Despite these domestic groups being quite organized, well trained, well armed and equally extreme to al Qa’ida (AQ) in many ways, the media and society treat non-AQ extremism much differently.  Violence carried out by members of right-wing or supremacist groups quickly moves from media headlines and is often attributed to a “crazed man” rather than an organized movement.  Then there are gangs, which also advocate violence much in the same way as terrorist groups.  Would we pursue the elimination of domestic terror group or gang content with equal zeal to the way we pursue AQ-related extremist content?

I think fairly instituting a policy of extremist content removal requires a balanced application of policy across all types of extremist groups.  It’s easy to police AQ websites because no one in the States will come to their defense.  However, the extremist content of right-wing, anarchist, and supremacist groups will likely use freedom of speech defenses to protect their content.  How would we handle these domestic groups that fight back against content removal?
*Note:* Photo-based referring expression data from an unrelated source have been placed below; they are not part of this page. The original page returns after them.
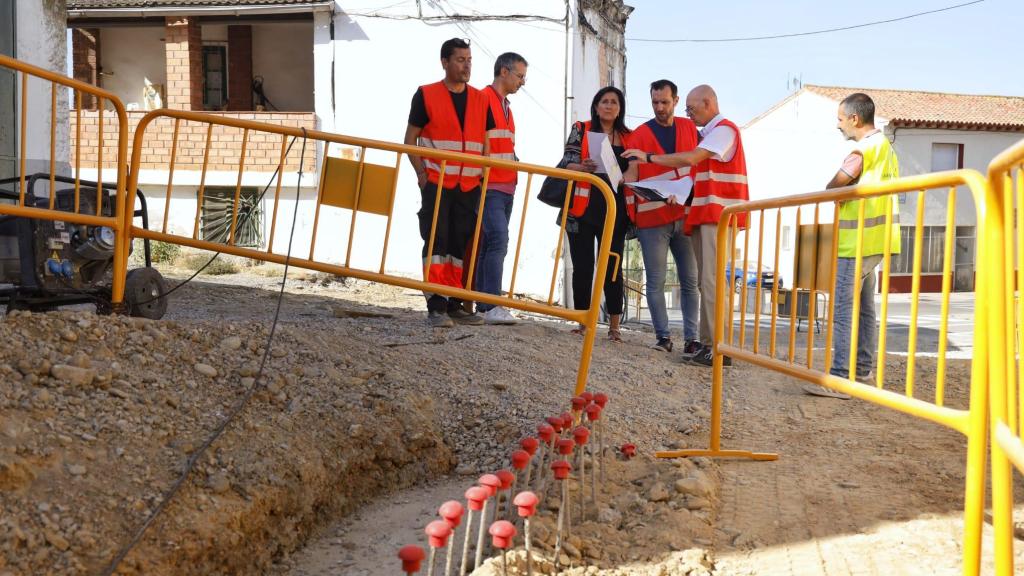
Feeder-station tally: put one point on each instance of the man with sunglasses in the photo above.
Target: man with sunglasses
(510, 75)
(451, 116)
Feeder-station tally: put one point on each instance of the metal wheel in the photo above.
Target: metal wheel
(143, 293)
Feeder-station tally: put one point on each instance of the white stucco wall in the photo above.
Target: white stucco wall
(380, 62)
(41, 40)
(128, 57)
(797, 149)
(914, 150)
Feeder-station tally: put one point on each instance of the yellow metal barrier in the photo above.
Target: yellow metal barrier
(969, 418)
(122, 212)
(1006, 229)
(363, 187)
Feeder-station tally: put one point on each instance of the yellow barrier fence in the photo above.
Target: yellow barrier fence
(361, 188)
(738, 332)
(1006, 228)
(28, 204)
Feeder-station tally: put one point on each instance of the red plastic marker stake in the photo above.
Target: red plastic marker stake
(580, 436)
(502, 533)
(579, 403)
(526, 506)
(593, 412)
(547, 435)
(601, 400)
(629, 450)
(437, 535)
(561, 470)
(475, 497)
(411, 557)
(492, 483)
(529, 446)
(508, 485)
(452, 512)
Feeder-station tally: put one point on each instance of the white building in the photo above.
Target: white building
(350, 68)
(32, 32)
(796, 148)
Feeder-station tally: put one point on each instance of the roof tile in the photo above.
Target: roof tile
(913, 108)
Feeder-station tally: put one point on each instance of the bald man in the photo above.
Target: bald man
(720, 181)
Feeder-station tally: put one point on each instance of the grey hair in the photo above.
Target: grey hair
(507, 60)
(861, 105)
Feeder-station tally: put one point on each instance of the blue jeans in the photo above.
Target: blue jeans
(494, 244)
(867, 329)
(655, 244)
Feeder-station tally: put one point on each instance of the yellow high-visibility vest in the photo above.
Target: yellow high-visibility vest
(880, 165)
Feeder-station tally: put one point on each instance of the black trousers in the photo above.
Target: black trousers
(454, 234)
(583, 250)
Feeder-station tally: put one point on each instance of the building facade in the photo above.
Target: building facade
(338, 67)
(796, 148)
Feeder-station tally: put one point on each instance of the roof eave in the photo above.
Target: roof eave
(312, 6)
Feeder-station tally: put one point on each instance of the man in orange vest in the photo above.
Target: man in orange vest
(659, 224)
(452, 116)
(510, 75)
(720, 180)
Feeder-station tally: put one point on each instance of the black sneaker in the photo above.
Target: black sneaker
(459, 316)
(663, 344)
(438, 320)
(707, 358)
(691, 347)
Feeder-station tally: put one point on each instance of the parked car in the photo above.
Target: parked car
(751, 276)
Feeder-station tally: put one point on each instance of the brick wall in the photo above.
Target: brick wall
(85, 60)
(183, 45)
(262, 150)
(240, 59)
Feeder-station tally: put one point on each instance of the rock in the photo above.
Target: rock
(218, 483)
(55, 539)
(571, 550)
(657, 493)
(231, 342)
(697, 503)
(697, 485)
(206, 369)
(694, 562)
(609, 517)
(73, 374)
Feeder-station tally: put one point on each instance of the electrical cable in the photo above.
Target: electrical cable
(257, 384)
(798, 34)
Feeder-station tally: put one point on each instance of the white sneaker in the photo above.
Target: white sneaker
(499, 316)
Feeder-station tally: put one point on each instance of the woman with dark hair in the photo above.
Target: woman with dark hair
(586, 220)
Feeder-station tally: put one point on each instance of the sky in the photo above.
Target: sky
(972, 49)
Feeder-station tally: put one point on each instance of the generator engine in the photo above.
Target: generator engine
(55, 255)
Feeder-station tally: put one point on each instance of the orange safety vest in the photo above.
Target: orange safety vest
(651, 213)
(501, 139)
(717, 184)
(445, 132)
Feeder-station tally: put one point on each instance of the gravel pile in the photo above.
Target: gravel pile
(99, 414)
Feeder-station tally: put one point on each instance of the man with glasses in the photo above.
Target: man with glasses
(453, 116)
(720, 180)
(659, 224)
(510, 75)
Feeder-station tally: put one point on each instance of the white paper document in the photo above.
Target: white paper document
(601, 153)
(660, 190)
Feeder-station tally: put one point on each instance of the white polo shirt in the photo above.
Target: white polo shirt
(719, 140)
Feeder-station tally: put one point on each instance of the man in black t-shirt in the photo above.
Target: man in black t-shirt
(435, 110)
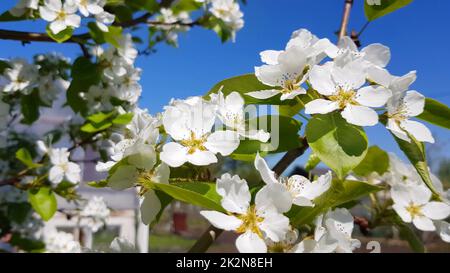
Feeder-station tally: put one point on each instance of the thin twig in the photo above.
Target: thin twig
(345, 18)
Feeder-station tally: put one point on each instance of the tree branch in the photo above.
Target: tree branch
(345, 19)
(212, 233)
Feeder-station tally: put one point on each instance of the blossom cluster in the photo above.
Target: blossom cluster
(263, 227)
(62, 15)
(355, 83)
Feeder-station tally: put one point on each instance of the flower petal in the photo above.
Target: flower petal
(221, 220)
(377, 54)
(270, 56)
(320, 78)
(235, 193)
(249, 242)
(436, 210)
(174, 154)
(321, 106)
(373, 97)
(223, 142)
(414, 103)
(423, 223)
(360, 115)
(202, 158)
(267, 175)
(274, 195)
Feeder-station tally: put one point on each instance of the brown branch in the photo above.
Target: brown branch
(36, 37)
(210, 235)
(345, 18)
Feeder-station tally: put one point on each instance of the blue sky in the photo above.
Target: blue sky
(417, 35)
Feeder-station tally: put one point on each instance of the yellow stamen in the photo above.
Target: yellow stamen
(250, 222)
(194, 143)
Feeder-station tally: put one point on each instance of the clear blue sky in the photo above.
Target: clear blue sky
(418, 36)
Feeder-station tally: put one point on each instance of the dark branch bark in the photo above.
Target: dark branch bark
(345, 18)
(210, 235)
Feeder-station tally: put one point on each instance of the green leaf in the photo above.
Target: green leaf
(415, 152)
(25, 157)
(62, 36)
(408, 234)
(95, 127)
(123, 119)
(165, 200)
(30, 107)
(18, 212)
(375, 11)
(197, 193)
(338, 144)
(340, 192)
(313, 161)
(376, 160)
(244, 84)
(84, 74)
(284, 137)
(43, 201)
(436, 113)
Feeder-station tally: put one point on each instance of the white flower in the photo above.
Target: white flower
(374, 56)
(339, 226)
(287, 245)
(62, 168)
(127, 175)
(315, 49)
(61, 242)
(103, 19)
(412, 203)
(255, 222)
(96, 211)
(20, 77)
(231, 113)
(286, 74)
(302, 191)
(443, 229)
(23, 6)
(321, 242)
(400, 110)
(342, 87)
(98, 98)
(189, 123)
(60, 15)
(87, 7)
(49, 88)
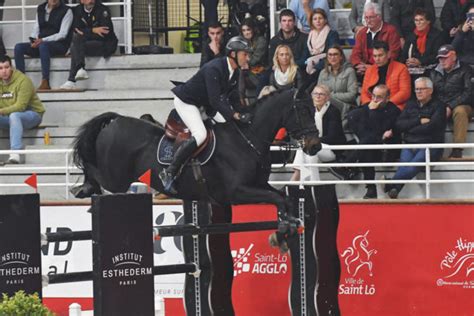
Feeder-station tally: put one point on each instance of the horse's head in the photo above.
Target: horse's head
(299, 122)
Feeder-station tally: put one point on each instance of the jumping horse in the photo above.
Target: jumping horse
(114, 150)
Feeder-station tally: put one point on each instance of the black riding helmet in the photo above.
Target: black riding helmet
(236, 44)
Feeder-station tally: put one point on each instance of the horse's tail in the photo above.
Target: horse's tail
(84, 143)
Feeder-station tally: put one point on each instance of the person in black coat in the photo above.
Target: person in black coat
(208, 88)
(422, 43)
(402, 13)
(372, 123)
(93, 35)
(329, 124)
(423, 121)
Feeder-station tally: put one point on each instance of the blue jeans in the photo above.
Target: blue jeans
(44, 51)
(16, 122)
(414, 155)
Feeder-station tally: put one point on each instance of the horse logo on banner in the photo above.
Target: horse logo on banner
(358, 255)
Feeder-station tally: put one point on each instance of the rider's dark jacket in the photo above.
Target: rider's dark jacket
(210, 88)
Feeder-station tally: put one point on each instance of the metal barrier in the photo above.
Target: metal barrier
(125, 37)
(68, 167)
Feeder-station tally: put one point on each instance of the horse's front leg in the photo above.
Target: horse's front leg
(287, 224)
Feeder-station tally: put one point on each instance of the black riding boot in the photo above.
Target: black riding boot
(182, 154)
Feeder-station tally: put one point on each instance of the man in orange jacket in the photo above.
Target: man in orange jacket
(391, 73)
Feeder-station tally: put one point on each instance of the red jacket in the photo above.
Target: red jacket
(398, 82)
(388, 34)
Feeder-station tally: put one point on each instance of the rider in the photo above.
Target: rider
(208, 88)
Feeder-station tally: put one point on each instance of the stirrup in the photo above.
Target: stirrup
(167, 179)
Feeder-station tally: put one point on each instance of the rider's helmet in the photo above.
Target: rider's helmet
(237, 43)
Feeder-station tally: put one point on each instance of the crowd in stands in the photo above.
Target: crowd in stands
(404, 79)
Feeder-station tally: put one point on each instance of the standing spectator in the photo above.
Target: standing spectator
(320, 39)
(376, 30)
(452, 17)
(402, 15)
(422, 122)
(385, 71)
(452, 86)
(214, 46)
(93, 36)
(291, 36)
(422, 44)
(356, 17)
(51, 36)
(341, 79)
(304, 8)
(285, 73)
(20, 107)
(464, 40)
(328, 123)
(372, 123)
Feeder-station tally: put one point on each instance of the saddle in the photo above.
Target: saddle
(177, 132)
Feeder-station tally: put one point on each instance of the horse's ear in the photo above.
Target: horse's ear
(176, 83)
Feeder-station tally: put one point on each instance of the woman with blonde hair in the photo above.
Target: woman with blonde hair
(285, 73)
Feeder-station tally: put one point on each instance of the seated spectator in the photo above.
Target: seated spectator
(51, 36)
(356, 17)
(464, 40)
(215, 45)
(285, 74)
(385, 71)
(452, 17)
(422, 44)
(422, 122)
(403, 12)
(452, 86)
(376, 30)
(372, 123)
(320, 39)
(291, 36)
(328, 123)
(341, 79)
(93, 35)
(304, 8)
(20, 107)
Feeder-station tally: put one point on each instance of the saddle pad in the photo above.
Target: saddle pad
(166, 151)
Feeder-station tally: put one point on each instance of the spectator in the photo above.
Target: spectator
(452, 86)
(452, 17)
(372, 123)
(291, 36)
(356, 17)
(93, 35)
(402, 15)
(51, 36)
(328, 123)
(464, 40)
(285, 74)
(20, 107)
(423, 121)
(376, 30)
(304, 8)
(341, 79)
(214, 46)
(320, 39)
(421, 45)
(385, 71)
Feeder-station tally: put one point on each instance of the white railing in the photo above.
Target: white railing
(67, 167)
(126, 20)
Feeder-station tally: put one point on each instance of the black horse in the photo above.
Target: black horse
(114, 150)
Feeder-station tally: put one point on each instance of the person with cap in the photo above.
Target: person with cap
(452, 86)
(208, 88)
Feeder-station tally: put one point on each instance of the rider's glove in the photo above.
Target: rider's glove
(246, 118)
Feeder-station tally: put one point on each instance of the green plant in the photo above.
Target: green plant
(22, 304)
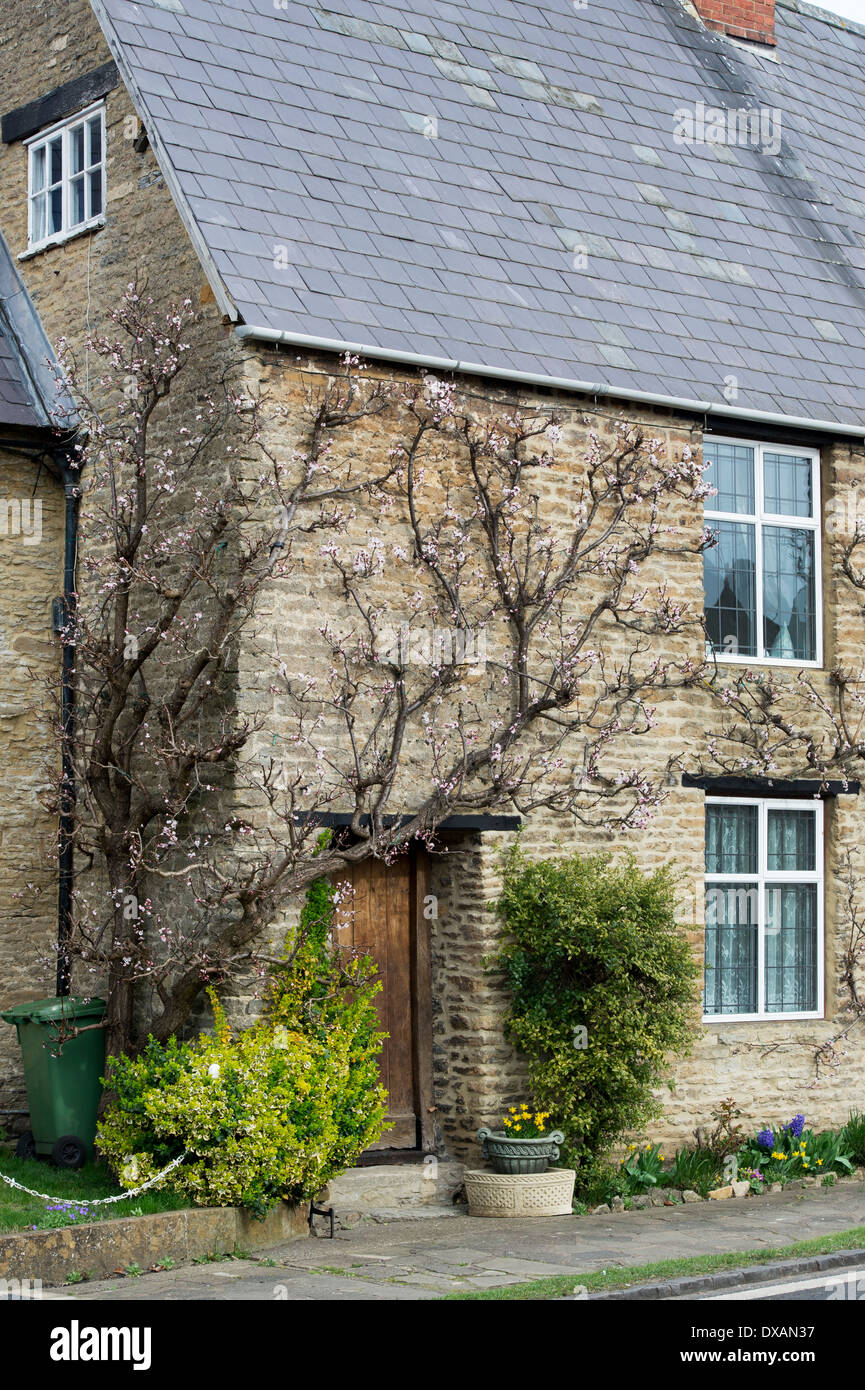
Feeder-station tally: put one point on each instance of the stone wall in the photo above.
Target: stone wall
(768, 1068)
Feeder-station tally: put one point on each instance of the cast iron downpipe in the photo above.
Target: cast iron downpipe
(67, 726)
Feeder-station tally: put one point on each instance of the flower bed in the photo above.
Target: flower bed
(728, 1164)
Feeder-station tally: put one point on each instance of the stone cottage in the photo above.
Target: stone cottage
(633, 209)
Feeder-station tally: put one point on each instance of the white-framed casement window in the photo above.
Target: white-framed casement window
(764, 894)
(67, 178)
(762, 576)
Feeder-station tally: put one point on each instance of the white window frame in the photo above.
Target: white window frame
(39, 141)
(764, 877)
(758, 520)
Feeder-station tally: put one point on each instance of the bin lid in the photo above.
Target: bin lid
(53, 1009)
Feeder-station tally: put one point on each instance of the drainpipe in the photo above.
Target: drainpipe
(527, 378)
(64, 613)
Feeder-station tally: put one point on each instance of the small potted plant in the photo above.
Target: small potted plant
(523, 1144)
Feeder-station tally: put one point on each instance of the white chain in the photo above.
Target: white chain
(96, 1201)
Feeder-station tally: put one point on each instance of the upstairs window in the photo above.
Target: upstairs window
(67, 178)
(764, 884)
(762, 591)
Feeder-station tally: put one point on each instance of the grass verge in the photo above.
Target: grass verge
(559, 1286)
(73, 1193)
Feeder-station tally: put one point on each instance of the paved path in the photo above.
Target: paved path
(426, 1258)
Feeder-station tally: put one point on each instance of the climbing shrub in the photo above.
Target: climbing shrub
(602, 990)
(273, 1111)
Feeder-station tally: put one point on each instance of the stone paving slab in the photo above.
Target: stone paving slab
(424, 1260)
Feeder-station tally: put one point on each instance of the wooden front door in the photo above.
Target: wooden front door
(388, 925)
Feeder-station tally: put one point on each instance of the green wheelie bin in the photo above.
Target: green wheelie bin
(63, 1082)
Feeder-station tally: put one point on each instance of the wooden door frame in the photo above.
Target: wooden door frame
(422, 1000)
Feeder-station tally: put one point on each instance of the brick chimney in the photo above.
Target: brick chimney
(751, 20)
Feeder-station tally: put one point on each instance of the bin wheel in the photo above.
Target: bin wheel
(27, 1146)
(68, 1153)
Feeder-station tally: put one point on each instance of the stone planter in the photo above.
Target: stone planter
(520, 1194)
(519, 1155)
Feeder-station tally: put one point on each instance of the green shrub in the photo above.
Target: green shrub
(602, 991)
(274, 1111)
(697, 1171)
(853, 1137)
(643, 1168)
(782, 1153)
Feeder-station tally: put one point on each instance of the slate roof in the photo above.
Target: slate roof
(24, 378)
(501, 184)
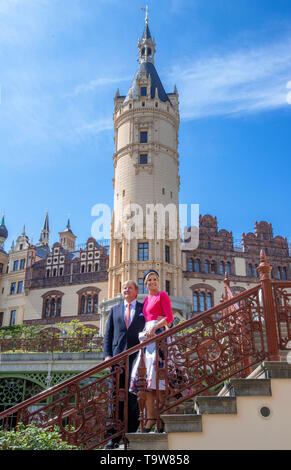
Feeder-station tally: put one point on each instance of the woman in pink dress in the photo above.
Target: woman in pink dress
(158, 315)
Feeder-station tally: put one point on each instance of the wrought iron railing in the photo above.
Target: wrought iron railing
(196, 355)
(53, 343)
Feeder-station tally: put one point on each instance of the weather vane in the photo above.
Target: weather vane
(146, 9)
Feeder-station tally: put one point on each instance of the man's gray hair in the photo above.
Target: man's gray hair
(130, 282)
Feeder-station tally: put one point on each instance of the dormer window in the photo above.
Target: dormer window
(143, 159)
(143, 91)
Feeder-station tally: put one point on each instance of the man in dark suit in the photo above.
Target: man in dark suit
(124, 323)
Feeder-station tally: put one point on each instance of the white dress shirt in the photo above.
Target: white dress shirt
(132, 309)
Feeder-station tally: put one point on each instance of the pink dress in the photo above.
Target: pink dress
(156, 305)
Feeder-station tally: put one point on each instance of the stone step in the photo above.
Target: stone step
(215, 405)
(249, 387)
(148, 441)
(182, 423)
(257, 384)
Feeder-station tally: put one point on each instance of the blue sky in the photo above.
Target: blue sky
(61, 63)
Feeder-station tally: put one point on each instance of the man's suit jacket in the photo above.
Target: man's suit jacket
(117, 337)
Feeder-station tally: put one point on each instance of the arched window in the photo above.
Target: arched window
(197, 266)
(208, 300)
(83, 305)
(202, 301)
(95, 309)
(47, 308)
(195, 302)
(202, 297)
(52, 304)
(228, 270)
(89, 304)
(213, 267)
(190, 265)
(59, 307)
(53, 307)
(221, 268)
(88, 300)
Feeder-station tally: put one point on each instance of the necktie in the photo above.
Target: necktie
(127, 316)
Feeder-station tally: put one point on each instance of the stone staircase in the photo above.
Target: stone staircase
(251, 413)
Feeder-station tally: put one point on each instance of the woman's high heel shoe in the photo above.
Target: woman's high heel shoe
(149, 428)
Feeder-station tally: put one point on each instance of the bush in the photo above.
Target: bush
(33, 438)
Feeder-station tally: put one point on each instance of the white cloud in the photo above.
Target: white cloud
(91, 86)
(96, 127)
(244, 81)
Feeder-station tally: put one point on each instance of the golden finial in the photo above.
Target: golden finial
(146, 9)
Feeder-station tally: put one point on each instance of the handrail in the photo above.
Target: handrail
(116, 359)
(221, 345)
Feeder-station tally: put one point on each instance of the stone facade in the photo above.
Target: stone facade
(39, 284)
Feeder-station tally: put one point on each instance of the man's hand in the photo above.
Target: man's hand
(151, 332)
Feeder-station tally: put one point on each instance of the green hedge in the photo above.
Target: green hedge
(33, 438)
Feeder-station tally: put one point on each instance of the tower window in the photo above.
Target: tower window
(12, 317)
(15, 265)
(12, 288)
(143, 137)
(141, 287)
(167, 254)
(143, 159)
(143, 252)
(19, 287)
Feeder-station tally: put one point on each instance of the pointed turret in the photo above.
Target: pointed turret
(67, 238)
(147, 82)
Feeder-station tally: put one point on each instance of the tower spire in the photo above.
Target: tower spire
(45, 233)
(146, 45)
(146, 9)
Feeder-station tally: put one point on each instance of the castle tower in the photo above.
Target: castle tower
(67, 238)
(146, 173)
(3, 233)
(45, 233)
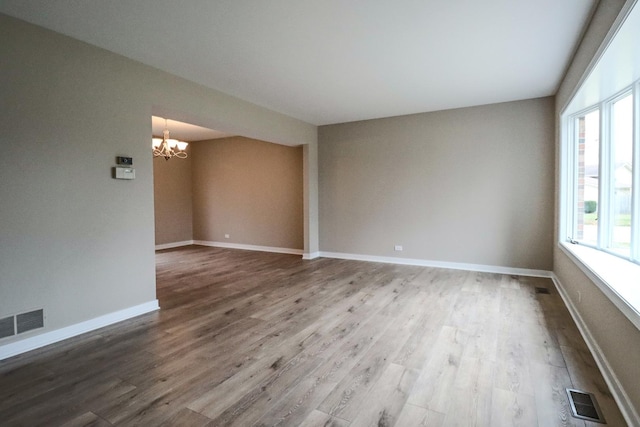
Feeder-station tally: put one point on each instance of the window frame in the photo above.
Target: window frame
(616, 275)
(570, 161)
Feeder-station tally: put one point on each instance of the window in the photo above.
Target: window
(603, 197)
(599, 215)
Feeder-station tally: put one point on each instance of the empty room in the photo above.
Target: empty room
(236, 213)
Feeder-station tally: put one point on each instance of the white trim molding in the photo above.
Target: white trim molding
(440, 264)
(620, 396)
(249, 247)
(38, 341)
(173, 245)
(311, 255)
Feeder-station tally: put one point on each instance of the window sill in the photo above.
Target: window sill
(618, 279)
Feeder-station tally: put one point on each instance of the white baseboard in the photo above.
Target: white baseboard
(440, 264)
(620, 396)
(34, 342)
(173, 245)
(311, 255)
(249, 247)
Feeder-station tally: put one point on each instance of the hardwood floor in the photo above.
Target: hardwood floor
(247, 338)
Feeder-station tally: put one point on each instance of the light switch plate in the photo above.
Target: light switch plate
(124, 173)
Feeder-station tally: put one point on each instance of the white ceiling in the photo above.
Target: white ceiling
(616, 69)
(184, 131)
(331, 61)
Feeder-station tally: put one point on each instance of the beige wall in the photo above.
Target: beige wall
(249, 189)
(172, 199)
(616, 336)
(73, 240)
(472, 185)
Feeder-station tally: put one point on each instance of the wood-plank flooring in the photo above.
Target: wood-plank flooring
(258, 339)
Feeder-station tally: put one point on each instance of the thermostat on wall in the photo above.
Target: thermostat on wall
(124, 173)
(124, 161)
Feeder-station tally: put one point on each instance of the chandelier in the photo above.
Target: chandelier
(167, 147)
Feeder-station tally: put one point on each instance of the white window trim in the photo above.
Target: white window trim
(617, 277)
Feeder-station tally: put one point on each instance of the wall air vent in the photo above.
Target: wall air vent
(584, 406)
(6, 327)
(31, 320)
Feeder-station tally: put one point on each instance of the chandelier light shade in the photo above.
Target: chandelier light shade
(167, 147)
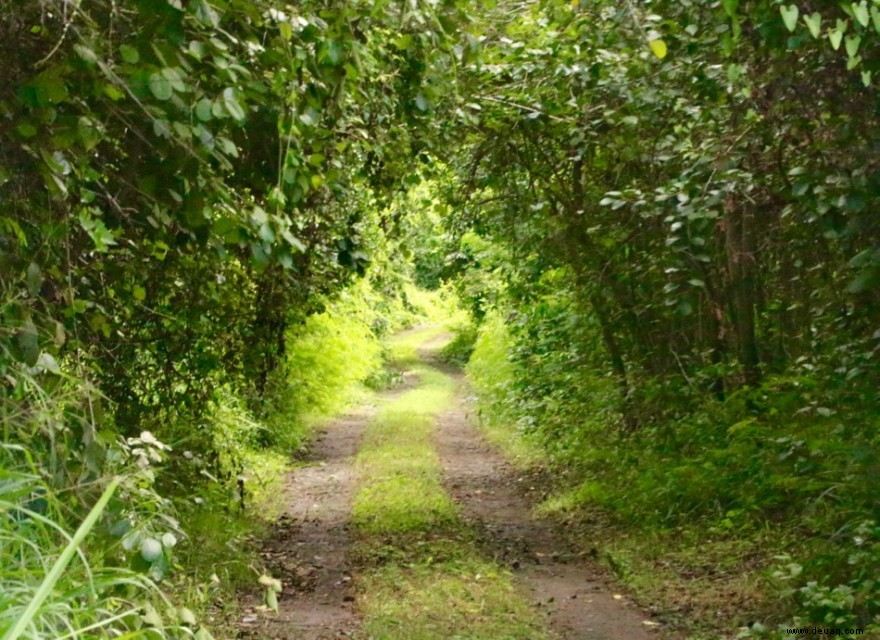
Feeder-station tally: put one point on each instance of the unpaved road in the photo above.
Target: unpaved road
(496, 500)
(309, 550)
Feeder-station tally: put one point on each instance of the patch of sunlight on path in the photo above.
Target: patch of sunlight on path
(423, 576)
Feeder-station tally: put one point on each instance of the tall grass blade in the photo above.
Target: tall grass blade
(61, 564)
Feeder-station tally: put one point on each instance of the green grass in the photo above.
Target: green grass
(423, 577)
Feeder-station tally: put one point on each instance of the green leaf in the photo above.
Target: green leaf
(836, 37)
(151, 617)
(860, 11)
(402, 42)
(129, 54)
(48, 363)
(28, 342)
(112, 92)
(292, 240)
(230, 101)
(730, 7)
(272, 600)
(790, 15)
(160, 86)
(26, 130)
(285, 29)
(187, 617)
(46, 587)
(88, 133)
(151, 549)
(34, 278)
(659, 48)
(85, 53)
(814, 24)
(852, 45)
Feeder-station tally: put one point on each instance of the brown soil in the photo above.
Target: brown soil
(497, 500)
(308, 550)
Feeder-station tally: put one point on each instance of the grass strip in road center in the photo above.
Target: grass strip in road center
(423, 577)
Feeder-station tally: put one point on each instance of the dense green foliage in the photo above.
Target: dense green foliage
(660, 215)
(184, 184)
(685, 238)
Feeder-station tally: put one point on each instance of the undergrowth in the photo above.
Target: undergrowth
(759, 507)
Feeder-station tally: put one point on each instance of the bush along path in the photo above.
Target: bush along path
(425, 533)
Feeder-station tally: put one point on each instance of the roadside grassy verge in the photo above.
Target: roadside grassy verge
(423, 577)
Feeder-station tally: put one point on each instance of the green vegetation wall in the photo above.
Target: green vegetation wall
(679, 200)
Eliminating websites for many domestic extremist groups will play directly into their ideological justifications and enhance their recruitment.  These groups would see content removal as a violation of freedom of speech, expansion of government, etc.  Again, I’m taking this a bit far. But, I grew up in the Midwest and was exposed at an early age to some very extremist thinking (that was never followed up on).   While most of these groups are harmless, their rhetoric and websites can be strikingly similar to very serious extremist groups like AQ.  Just in the past few years I’ve heard political figures say things like “Separating from the Union” or  “Reload”.  While I don’t see these as serious extremist views advocating separatism or violence, it would be challenging to determine where the line between serious and silly resides.